Operations not illegal, KRSA says

Posted: Sunday, March 07, 2004

Facing allegations from community members and a Kenai legislator that it improperly uses gaming revenues to influence fishing regulations, the Kenai River Sportfishing Association struck back last month, saying there's nothing unethical or illegal about the way it conducts business.

KRSA Executive Director Ricky Gease made a report on his organization's activities at the most recent Kenai River Special Management Area Advisory Board meeting. Gease said KRSA's main purpose is to protect the Kenai River and ensure the river remains a viable sportfishing resource into the future.

"Our objectives are to preserve and protect one of the greatest sportfishing rivers in the world the Kenai River through protecting fish habitats, providing education and promoting responsible sportfishing," Gease said.

He said the bulk of KRSA's annual $1 million budget goes toward the expense of running the annual Kenai River Classic fishing tournament and funding habitat, conservation and access projects on the Kenai. He provided an outline of the group's expenses, pointing out that KRSA has contributed nearly $2 million over the past decade toward such projects.

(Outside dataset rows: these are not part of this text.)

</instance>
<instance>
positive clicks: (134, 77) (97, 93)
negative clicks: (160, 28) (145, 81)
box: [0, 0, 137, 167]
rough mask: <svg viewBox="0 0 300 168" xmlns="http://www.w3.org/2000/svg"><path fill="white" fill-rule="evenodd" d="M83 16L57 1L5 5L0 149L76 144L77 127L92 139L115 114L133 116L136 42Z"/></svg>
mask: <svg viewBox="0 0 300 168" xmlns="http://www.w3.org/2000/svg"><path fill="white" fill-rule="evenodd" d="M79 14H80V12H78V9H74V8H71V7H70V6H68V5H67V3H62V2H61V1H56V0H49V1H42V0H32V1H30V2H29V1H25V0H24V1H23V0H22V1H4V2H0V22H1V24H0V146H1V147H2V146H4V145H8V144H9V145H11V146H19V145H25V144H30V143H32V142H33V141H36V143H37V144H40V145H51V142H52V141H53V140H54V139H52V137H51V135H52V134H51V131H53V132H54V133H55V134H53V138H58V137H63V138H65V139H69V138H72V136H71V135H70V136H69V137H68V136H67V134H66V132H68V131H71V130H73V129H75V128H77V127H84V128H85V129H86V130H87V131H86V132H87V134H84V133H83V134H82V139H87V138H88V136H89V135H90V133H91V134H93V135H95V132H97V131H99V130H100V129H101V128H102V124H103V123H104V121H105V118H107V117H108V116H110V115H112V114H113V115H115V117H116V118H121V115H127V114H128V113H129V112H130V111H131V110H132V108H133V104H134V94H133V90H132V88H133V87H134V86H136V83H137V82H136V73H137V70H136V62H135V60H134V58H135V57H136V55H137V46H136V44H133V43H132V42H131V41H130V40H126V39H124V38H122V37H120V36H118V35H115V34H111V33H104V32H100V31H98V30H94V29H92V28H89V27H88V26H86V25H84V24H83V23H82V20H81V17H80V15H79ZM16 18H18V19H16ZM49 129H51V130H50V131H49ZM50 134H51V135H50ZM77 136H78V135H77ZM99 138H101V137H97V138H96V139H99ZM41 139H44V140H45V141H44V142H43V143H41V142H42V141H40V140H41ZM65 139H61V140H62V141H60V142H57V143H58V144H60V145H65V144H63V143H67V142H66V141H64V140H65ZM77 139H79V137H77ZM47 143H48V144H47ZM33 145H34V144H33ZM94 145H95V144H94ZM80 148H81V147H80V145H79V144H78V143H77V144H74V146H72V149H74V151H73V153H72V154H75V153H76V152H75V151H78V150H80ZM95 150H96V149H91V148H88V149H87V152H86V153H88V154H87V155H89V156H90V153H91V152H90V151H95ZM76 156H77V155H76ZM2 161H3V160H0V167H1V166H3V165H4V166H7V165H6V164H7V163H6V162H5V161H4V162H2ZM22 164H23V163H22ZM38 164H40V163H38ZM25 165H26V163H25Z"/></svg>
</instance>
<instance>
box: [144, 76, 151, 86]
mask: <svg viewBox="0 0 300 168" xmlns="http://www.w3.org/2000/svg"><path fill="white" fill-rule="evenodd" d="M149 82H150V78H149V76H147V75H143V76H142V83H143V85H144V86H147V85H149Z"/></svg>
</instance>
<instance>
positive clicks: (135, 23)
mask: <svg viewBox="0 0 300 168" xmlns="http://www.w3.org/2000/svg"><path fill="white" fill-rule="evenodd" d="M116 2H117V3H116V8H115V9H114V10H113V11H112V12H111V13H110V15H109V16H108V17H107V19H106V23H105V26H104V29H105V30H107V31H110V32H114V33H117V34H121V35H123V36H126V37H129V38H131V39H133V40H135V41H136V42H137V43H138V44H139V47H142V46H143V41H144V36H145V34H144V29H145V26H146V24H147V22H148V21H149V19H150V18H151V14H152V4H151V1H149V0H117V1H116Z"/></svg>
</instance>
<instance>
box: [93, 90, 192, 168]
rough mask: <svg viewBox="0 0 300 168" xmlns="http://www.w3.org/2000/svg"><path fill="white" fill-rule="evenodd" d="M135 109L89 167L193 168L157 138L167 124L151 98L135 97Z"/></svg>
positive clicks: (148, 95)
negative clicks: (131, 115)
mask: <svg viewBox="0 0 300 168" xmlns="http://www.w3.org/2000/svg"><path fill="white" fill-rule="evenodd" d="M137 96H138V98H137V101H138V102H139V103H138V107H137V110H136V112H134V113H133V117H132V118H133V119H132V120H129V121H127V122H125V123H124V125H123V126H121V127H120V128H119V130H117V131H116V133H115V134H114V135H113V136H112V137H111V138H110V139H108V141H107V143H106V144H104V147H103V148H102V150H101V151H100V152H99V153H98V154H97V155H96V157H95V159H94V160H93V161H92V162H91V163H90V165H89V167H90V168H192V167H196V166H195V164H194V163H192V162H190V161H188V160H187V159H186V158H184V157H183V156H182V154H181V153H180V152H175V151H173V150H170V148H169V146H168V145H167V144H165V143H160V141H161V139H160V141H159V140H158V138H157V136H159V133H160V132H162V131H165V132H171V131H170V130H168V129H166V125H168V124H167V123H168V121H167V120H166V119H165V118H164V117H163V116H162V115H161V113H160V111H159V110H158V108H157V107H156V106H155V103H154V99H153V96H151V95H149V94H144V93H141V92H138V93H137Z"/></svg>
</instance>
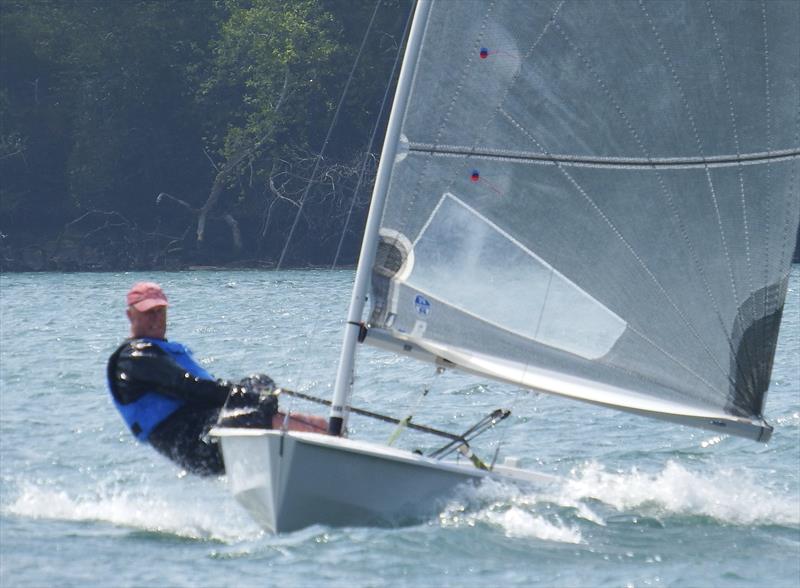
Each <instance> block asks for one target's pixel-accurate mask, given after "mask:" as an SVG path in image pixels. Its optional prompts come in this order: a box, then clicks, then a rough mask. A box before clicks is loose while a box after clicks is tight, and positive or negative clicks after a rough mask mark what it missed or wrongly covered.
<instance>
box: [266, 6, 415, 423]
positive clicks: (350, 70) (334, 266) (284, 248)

Gease also answered allegations leveled by Rep. Kelly Wolf, R-Kenai, that the group maintains a large fund balance that runs counter to laws on how nonprofit groups can use gaming funds.

He said KRSA does indeed maintain a "continuity fund," but that the practice is common for nonprofits and essential to ensure that KRSA's "ongoing projects will be funded now and forever."

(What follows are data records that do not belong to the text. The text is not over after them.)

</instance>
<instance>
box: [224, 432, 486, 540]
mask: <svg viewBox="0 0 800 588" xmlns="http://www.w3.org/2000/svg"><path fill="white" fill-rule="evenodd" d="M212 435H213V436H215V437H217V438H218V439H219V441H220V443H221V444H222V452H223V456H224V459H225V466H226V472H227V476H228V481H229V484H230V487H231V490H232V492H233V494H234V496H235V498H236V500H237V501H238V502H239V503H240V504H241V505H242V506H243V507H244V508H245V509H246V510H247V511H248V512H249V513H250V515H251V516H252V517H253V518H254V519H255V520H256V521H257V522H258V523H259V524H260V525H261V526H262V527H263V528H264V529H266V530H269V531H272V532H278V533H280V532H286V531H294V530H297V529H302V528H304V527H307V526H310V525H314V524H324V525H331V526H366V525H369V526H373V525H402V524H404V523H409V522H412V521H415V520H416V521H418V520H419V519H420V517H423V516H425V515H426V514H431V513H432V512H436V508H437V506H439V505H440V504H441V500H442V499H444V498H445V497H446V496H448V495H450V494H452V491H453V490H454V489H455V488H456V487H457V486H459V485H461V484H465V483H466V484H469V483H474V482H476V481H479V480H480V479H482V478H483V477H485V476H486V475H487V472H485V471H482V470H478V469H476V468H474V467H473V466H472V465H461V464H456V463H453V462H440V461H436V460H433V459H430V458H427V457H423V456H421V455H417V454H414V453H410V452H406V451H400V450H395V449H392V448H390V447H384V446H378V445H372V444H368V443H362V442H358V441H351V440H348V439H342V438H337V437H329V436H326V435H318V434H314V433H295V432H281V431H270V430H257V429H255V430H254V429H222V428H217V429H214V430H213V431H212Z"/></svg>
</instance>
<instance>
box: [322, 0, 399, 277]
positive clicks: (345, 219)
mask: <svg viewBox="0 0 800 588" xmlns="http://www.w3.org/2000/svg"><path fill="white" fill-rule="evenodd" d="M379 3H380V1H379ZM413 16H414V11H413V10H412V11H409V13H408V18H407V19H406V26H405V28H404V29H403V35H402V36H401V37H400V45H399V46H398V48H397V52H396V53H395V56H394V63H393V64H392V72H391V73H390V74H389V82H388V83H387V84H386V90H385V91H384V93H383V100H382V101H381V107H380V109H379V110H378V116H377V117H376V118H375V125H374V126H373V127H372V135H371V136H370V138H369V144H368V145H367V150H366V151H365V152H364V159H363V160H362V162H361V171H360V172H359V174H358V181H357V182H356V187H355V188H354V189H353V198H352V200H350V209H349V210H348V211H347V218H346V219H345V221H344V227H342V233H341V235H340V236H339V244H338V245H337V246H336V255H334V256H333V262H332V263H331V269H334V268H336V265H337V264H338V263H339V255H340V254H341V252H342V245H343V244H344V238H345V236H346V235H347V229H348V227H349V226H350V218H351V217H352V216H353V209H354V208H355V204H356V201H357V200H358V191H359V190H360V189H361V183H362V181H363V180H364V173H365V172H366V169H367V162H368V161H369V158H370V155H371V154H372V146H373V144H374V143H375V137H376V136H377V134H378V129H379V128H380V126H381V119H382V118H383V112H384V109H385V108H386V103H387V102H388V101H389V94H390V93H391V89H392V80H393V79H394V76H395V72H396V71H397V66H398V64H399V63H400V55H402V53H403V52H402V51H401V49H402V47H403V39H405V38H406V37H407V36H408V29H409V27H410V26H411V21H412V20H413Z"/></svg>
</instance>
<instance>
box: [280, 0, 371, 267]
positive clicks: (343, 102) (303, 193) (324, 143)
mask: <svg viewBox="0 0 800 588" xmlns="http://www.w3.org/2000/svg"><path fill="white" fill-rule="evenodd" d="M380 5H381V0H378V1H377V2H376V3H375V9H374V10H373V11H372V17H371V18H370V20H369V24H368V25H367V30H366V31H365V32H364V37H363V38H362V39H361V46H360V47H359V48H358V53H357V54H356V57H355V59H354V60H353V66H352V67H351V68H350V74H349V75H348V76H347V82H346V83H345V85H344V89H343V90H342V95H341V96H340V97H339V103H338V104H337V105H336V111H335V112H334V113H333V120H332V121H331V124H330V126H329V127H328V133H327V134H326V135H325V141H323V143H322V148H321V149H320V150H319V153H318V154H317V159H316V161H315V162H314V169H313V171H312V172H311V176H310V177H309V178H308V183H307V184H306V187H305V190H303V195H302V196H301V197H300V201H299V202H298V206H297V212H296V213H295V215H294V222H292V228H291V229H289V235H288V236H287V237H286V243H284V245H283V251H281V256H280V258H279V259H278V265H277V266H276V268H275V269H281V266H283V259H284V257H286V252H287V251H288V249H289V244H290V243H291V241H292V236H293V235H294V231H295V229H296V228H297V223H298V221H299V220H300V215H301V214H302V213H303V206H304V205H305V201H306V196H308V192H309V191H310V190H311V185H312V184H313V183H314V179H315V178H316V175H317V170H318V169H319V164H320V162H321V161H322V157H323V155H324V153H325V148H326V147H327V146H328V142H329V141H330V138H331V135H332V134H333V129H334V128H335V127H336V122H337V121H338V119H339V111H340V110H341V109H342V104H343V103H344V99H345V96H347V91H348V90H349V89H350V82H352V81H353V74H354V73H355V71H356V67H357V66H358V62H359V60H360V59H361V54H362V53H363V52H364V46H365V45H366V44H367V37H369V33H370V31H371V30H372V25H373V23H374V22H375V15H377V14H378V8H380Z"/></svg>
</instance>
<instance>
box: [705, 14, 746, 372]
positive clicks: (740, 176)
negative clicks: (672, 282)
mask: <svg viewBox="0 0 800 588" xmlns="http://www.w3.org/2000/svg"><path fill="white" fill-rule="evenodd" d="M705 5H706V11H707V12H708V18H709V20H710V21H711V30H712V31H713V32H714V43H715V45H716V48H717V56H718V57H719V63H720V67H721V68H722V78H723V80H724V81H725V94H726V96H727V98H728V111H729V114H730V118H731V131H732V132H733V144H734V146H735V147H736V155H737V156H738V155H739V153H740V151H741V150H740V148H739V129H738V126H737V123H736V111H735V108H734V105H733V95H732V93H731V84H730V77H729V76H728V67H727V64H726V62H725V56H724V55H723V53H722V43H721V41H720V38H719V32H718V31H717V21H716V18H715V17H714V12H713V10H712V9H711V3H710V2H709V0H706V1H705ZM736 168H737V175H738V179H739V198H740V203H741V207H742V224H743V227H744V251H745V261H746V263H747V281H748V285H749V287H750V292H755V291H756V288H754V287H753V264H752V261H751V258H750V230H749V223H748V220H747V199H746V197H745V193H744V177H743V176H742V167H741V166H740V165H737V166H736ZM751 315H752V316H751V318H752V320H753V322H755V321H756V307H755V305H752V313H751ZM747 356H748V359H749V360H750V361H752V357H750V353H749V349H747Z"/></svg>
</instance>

"The purpose of the KRSA continuity fund is to cover administrative and maintenance costs of recurring projects as well as capital costs associated with new projects," Gease said.

Gease further noted that only a small portion of its program expenses budget goes toward work at the Board of Fisheries.

"As a side note, less than 2 percent of our program expenses go to KRSA education efforts at the Board of Fisheries," Gease said.

Following his remarks, Gease briefly allowed KRSMA board members to question him about KRSA's work. That's when things began to get a bit heated, as KRSMA board member Roland Maw questioned the legality of KRSA's use of gaming funds the group raises approximately $150,000 annually from its pull-tab operation and the Classic auction as they relate to the efforts at the board of fish level.

"Is KRSA in compliance with 501(c)3 tax requirements?" Maw asked.

"Yes we are," Gease replied. "We don't engage in political activity other than that allowed by our 501(c)3 status."

Maw then questioned whether the Classic is indeed a fishing derby, something Wolf has in the past questioned because state statutes and the Kenai River Management Plan both regulate how derby monies can be spent.

"Is the Classic a derby?" Maw asked.

"A what?" Gease asked.

"A fishing derby," Maw clarified.

"We are currently in discussions with the Department of Revenue," Gease replied.

In an interview last week, Gease said KRSA is working with the Department of Revenue in order to clarify the Classic's status.

However those discussions turn out, he said he is confident that KRSA is not in any major violations and said there is no doubt the event will continue as planned this summer.

"If we're out of line, let us know, but we don't believe we are," he said.

The issue of whether the Classic is a derby, he said, is not an issue anyway. He said KRSA did not file a report on the Classic as a derby in the past two years simply because it was led to believe by the state that such paperwork was unnecessary. If the state comes back to KRSA and says it needs to file for a gaming license for the Classic, he said the organization would be happy to do so.

"We will definitely be in compliance with anything the state has in terms of the last two years," Gease said.

From Juneau, Wolf said last week he believes the issue is a much bigger deal than KRSA would have people believe. It's his contention, he said, that the real issue is whether KRSA's continuity fund is illegal because state gaming statutes say gaming revenues must be spent within 12 months of being earned.

"Why is Kenai River Sportfishing the only organization not required to follow the gaming rules?" Wolf asked.

Wolf renewed his challenge to KRSA's board of directors to step down in light of the current situation.

"There has been a tremendous amount of rhetoric generated by that board of directors," Wolf said. "That rhetoric needs to end."

Gease said none of the board members have any intention of stepping down. Gease questioned why a public official would call for a private nonprofit board of directors to step aside.

"It's a frightening proposition when legislators think they can wield power over a private organization and dictate who they're going to have on their board of directors," he said.